Miguel olhou pela janela. O sol estava se pondo, tingindo a Vila da Dharma de laranja e roxo. Ele viu Clementine e Aaron conversando na varanda da casa em frente, alheios ao perigo. Viu os soldados de Roger rindo perto do refeitório.

Mas ele não viu Ben.

Isso foi o que mais o aterrorizou. Ben podia estar em qualquer lugar. Atrás da porta. Debaixo da cama. Esperando.

Miguel levantou-se num salto. Ele não podia ficar. Se ficasse, não amanheceria vivo. Ele precisava encontrar Wilbert. Precisava de proteção.

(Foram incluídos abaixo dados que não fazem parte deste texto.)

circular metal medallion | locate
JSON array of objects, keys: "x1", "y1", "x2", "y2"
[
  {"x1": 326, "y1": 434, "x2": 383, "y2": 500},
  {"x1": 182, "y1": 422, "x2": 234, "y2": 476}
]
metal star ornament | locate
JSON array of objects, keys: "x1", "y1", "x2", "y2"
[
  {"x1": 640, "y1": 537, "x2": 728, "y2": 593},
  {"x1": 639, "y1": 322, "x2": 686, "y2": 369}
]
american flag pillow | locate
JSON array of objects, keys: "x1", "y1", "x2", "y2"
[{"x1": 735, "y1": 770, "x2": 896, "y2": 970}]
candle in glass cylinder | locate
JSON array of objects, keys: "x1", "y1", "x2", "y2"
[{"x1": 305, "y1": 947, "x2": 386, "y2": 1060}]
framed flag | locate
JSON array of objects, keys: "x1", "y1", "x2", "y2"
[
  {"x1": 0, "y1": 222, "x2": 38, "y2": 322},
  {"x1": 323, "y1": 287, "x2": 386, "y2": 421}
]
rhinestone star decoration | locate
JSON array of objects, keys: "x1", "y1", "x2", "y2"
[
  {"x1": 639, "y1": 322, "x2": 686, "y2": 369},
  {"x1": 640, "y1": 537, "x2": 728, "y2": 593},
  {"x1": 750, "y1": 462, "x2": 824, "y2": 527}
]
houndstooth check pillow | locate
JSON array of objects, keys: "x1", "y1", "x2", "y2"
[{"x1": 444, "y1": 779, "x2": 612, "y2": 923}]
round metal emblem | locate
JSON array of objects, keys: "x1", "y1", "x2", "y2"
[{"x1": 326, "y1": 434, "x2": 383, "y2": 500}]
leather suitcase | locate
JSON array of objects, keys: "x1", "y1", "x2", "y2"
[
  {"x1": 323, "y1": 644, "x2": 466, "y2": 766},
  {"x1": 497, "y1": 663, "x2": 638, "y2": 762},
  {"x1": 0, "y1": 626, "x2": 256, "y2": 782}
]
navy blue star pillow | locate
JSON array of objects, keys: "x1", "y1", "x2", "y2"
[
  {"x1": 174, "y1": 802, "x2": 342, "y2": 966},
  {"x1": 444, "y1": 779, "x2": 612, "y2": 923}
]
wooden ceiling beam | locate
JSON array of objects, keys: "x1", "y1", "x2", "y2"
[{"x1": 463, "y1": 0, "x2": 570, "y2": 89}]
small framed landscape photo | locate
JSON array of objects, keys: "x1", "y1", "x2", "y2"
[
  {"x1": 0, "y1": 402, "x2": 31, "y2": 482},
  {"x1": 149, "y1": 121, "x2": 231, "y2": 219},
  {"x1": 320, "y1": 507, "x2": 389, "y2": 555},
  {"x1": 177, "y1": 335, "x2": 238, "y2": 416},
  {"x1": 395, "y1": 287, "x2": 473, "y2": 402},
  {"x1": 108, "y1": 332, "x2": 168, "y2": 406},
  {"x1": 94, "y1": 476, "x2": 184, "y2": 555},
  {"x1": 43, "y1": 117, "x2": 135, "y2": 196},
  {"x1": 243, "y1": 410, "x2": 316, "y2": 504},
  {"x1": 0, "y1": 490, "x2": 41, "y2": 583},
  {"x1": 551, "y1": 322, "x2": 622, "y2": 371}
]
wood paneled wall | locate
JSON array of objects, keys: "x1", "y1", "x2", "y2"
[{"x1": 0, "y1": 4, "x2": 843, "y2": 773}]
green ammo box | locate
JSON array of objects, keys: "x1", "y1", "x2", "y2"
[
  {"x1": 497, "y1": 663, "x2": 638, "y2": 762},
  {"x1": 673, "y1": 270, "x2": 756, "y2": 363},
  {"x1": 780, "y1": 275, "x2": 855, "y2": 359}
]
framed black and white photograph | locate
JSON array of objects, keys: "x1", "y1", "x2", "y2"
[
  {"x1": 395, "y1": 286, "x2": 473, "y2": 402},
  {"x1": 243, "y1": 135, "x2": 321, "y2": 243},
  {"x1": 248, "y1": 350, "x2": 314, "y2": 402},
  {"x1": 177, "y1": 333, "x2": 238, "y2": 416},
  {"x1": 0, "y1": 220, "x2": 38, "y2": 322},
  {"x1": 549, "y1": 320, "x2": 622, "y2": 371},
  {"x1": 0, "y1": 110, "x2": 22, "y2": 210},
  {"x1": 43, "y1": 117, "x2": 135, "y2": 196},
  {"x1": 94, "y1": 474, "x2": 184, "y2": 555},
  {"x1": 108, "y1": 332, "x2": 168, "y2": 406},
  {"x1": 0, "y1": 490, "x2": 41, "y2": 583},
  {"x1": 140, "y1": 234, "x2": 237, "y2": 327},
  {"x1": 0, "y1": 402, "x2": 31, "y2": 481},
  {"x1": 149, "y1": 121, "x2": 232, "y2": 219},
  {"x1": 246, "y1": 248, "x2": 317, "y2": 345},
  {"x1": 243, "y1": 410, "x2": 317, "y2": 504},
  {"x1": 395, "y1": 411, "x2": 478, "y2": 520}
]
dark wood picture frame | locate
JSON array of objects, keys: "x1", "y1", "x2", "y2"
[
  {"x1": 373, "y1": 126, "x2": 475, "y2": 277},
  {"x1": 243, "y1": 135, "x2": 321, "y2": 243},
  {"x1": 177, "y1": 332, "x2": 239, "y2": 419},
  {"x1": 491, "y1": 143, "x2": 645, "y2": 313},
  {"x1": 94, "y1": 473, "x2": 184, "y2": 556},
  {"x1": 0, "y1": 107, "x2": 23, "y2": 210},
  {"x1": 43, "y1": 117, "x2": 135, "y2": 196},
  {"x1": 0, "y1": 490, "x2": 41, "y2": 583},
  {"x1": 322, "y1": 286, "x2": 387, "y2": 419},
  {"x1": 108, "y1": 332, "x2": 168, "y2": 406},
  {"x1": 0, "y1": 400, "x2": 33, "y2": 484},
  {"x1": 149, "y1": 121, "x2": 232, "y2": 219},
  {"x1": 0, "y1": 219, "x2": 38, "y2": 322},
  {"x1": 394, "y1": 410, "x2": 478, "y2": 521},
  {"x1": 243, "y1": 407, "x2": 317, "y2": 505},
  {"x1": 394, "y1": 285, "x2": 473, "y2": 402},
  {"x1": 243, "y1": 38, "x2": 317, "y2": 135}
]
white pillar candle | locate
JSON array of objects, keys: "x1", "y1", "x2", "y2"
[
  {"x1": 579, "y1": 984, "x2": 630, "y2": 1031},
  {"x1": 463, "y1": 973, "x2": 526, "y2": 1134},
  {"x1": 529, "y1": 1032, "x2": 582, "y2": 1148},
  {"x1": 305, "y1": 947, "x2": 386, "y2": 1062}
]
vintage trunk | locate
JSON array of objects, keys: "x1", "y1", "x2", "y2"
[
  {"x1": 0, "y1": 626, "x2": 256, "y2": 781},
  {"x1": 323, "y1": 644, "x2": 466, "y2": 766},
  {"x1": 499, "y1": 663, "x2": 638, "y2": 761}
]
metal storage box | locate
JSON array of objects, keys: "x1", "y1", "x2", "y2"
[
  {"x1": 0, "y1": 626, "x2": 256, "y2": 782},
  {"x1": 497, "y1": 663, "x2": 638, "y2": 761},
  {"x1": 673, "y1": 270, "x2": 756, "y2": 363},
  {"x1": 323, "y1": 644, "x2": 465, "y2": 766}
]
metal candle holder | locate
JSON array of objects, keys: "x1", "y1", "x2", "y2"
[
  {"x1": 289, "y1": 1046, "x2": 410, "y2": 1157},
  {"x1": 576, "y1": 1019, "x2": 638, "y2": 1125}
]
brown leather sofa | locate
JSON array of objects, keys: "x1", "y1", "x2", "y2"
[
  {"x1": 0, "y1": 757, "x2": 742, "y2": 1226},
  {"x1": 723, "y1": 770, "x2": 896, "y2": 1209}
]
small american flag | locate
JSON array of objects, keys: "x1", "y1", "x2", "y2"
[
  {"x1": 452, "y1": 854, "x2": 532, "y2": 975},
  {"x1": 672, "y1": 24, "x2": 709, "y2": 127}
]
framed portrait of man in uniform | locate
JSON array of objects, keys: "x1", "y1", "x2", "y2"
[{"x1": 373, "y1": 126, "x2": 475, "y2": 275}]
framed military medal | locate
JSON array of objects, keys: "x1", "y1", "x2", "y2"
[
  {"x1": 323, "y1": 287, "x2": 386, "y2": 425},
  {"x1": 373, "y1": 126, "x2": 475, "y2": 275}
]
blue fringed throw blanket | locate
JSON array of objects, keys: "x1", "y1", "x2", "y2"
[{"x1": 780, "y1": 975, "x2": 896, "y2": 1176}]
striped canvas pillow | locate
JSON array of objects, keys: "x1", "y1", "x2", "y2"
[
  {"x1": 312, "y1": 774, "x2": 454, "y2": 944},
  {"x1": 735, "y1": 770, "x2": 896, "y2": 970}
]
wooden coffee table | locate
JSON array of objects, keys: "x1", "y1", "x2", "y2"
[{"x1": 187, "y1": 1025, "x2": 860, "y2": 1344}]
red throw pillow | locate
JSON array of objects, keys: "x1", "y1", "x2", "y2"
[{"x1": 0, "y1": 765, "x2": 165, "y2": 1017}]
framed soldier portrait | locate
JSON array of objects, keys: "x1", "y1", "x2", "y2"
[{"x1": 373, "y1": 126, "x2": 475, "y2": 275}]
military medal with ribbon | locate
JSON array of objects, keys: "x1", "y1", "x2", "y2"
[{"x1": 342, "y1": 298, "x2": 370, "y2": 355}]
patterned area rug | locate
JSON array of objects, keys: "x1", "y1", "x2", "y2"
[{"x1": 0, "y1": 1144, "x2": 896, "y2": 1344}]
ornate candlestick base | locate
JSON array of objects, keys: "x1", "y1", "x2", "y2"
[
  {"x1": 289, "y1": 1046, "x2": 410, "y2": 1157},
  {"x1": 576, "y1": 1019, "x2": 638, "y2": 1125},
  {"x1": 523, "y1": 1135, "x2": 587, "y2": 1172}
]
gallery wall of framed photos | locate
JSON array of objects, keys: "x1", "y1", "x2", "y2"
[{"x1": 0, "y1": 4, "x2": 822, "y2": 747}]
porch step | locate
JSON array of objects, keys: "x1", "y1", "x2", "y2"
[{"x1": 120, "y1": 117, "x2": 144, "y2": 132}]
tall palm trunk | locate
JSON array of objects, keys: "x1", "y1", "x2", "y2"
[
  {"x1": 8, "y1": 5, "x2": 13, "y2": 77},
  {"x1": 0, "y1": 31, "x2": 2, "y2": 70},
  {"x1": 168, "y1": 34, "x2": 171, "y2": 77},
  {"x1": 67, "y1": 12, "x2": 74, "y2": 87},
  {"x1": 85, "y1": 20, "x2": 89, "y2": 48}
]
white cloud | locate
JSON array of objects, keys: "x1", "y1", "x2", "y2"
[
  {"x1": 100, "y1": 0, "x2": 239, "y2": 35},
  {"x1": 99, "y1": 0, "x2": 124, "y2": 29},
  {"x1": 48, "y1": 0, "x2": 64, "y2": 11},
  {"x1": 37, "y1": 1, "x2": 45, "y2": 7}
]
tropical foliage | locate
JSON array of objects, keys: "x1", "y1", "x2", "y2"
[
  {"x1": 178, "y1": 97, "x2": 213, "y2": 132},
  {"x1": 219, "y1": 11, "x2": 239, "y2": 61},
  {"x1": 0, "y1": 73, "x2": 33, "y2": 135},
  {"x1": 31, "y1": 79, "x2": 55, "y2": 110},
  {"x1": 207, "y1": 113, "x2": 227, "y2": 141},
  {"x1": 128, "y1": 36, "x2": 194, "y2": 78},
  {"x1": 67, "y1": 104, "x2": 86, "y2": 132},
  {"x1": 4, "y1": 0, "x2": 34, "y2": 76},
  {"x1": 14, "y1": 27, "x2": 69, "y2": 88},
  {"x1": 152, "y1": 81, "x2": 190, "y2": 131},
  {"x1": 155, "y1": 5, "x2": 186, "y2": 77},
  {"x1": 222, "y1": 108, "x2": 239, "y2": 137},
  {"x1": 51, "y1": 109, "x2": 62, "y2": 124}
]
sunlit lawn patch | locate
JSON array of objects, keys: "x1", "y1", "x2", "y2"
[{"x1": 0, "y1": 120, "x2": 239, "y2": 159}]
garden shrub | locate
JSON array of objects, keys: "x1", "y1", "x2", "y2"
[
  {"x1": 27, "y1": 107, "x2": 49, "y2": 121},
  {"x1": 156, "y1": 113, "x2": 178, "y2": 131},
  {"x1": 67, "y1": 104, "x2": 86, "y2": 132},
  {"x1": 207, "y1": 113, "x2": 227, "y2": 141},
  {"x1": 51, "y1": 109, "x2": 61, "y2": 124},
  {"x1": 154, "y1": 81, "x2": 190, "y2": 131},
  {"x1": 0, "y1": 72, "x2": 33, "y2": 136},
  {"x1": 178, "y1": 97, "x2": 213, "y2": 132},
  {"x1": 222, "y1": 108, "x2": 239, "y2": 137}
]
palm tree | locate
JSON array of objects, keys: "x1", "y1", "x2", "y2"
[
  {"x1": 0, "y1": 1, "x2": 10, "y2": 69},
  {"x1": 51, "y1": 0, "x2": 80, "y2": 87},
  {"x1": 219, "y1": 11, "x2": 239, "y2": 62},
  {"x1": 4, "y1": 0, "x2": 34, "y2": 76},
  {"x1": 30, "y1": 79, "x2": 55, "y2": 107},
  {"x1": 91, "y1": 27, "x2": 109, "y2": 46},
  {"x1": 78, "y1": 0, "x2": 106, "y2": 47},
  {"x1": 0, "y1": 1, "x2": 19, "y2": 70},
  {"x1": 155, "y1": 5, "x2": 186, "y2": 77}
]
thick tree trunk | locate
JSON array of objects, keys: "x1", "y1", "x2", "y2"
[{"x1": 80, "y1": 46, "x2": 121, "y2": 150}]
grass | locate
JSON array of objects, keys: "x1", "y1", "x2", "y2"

Ele agarrou a mochila, enfiou a faca no cinto e correu para a porta dos fundos. Saiu para o quintal, movendo-se pelas sombras das casas abandonadas, evitando a rua principal.

Seu coração batia tão forte que abafava o som dos insetos na selva. Ele pulou a cerca baixa de um jardim e correu em direção à linha das árvores, onde a floresta densa prometia esconderijo.

Miguel não olhou para trás. Ele correu como se o próprio diabo estivesse em seus calcanhares. E, de certa forma, estava.

Da janela do porão, ao nível do solo, Ben observou os coturnos de Miguel passarem correndo pela grama em direção à mata.

— Lá vai ele — disse Ben, calmo.

Hugo suspirou ao lado dele. — Você vai atrás dele?

— Ainda não. — Ben checou o relógio. — Vamos dar a ele uma vantagem. A caçada é mais divertida quando a presa acha que tem chance.

Ben virou-se e começou a subir as escadas, a pasta de documentos segura sob o braço, pronto para ler os segredos que seus inimigos trouxeram direto para a sua porta.